PUBLISHED: Volume 11 Issue 3, Third Quarter 2003

The music scene is all about beats; people are raving about Afro Melt – tribal bass with an electro edge (like Buddha Bar), a compilation of world dance music, fusing with traditional hip African sounds. In theatre, not to be missed is Poul Ruders’ The Handmaid’s Tale (London Coliseum), based on Margaret Atwood’s famous novel, with an explosive score mixing original composition with fragments of a Bach chorale and gospel music.

Art lovers had reason to rejoice. Constable to Delacroix: British Art and the French Romantics at the Tate Britain presented over 100 watercolours and paintings. The Tate Modern celebrated the work of figurative painter Max Beckmann (1884-1950), with an exhibition of 75 paintings and several sculptures as well as Anish Kapoor’s sculpture Marsyas.

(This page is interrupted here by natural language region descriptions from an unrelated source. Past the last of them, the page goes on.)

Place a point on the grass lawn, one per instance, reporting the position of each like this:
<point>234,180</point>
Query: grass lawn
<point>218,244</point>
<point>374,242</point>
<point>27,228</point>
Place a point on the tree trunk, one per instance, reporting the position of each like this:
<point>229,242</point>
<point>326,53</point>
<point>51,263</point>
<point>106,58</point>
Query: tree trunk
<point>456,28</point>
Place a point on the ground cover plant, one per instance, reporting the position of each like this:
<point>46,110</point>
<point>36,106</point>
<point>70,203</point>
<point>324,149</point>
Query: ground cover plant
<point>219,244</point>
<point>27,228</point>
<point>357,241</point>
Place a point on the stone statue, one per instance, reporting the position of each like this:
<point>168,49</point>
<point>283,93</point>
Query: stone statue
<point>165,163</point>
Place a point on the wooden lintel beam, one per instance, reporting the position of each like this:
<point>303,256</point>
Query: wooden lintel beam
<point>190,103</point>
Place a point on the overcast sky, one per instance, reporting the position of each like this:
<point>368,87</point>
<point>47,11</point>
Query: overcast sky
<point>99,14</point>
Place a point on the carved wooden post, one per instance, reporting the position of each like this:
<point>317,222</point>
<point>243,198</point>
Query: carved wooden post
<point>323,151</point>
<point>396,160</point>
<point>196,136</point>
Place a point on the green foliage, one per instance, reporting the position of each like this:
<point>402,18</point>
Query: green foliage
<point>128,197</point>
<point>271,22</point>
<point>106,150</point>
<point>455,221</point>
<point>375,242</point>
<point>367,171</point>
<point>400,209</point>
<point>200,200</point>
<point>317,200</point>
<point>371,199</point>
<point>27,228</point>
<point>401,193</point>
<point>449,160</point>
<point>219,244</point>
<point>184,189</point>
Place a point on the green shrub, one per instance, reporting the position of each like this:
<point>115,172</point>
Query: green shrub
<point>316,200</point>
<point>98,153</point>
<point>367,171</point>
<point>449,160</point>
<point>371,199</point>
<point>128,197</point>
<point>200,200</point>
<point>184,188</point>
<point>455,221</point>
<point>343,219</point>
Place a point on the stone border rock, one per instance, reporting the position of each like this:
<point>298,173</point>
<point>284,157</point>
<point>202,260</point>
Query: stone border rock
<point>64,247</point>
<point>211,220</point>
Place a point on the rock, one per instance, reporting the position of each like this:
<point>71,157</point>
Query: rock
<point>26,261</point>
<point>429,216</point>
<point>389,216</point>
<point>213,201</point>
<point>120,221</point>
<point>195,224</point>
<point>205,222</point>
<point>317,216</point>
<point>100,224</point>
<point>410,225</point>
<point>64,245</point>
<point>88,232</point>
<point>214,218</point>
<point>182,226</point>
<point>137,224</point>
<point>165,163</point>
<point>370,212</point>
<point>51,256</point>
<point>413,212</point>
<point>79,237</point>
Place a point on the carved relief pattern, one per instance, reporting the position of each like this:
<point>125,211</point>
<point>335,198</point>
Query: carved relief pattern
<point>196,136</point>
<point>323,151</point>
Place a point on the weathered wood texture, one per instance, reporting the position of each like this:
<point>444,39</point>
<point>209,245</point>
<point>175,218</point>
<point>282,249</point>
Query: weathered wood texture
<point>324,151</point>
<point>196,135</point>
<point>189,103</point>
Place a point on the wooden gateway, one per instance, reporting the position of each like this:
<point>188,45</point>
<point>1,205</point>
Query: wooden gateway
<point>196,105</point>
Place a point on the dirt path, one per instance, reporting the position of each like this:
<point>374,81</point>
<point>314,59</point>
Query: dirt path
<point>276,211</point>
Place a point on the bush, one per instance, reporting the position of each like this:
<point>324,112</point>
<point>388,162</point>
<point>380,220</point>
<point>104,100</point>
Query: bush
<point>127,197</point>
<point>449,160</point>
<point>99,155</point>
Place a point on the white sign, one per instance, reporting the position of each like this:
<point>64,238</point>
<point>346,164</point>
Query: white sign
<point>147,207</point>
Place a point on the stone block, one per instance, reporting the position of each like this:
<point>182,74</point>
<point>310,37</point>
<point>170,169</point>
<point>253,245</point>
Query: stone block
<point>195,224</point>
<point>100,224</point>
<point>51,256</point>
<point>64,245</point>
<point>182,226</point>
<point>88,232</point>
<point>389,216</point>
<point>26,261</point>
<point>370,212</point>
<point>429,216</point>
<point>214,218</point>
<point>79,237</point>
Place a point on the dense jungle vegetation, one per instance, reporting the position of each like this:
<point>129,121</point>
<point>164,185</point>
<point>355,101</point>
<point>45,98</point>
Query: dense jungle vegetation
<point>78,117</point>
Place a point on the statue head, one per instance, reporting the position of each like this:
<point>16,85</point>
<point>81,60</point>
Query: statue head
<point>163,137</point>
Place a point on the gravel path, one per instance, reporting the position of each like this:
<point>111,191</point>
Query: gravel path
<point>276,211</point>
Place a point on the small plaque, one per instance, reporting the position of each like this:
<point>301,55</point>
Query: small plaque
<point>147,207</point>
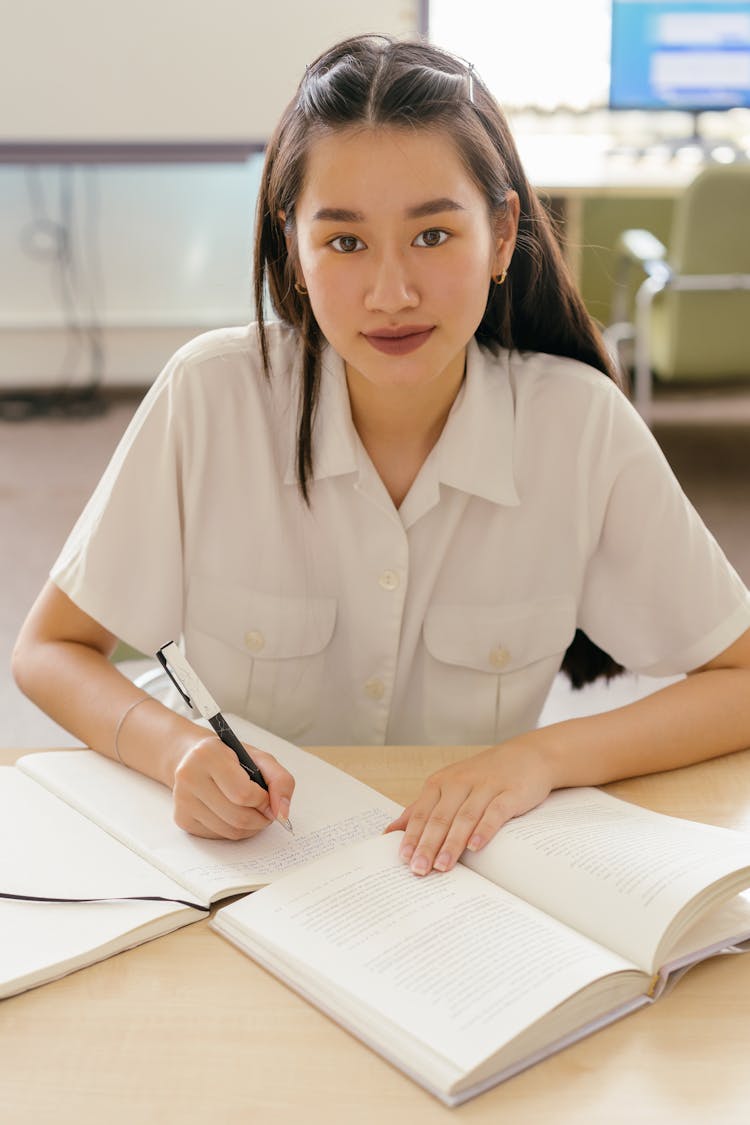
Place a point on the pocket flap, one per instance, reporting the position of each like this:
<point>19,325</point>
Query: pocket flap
<point>267,627</point>
<point>499,638</point>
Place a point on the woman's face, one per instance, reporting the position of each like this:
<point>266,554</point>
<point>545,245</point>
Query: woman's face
<point>396,248</point>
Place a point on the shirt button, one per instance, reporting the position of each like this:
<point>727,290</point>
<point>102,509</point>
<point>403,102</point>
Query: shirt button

David Hockney’s first departure into the world of watercolours, Painting on Paper, held viewers mesmerised at the National Portrait Gallery. Also worth checking out were Ingres, Delacroix, Homer, Sargent and Whistler among the 19th Century Painting and Drawings, on all summer at the National Gallery, on tour from the Winthrop Collection, Harvard University.

The Classics: The Royal Festival Hall, Royal Opera House – the home of the Royal Ballet, Sadler’s Wells, Barbican, The Royal Albert Hall. West End Winners: The Lion King, Mamma Mia! The Phantom of the Opera, Fame, My Fair Lady. Eccentricities: Percival David Foundation of Chinese Art, Fan Museum , Saatchi Gallery, Museum of Garden History, Bramah Tea and Coffee Museum, Dickens House Museum, Sir John Soane’s Museum, Florence Nightingale Museum.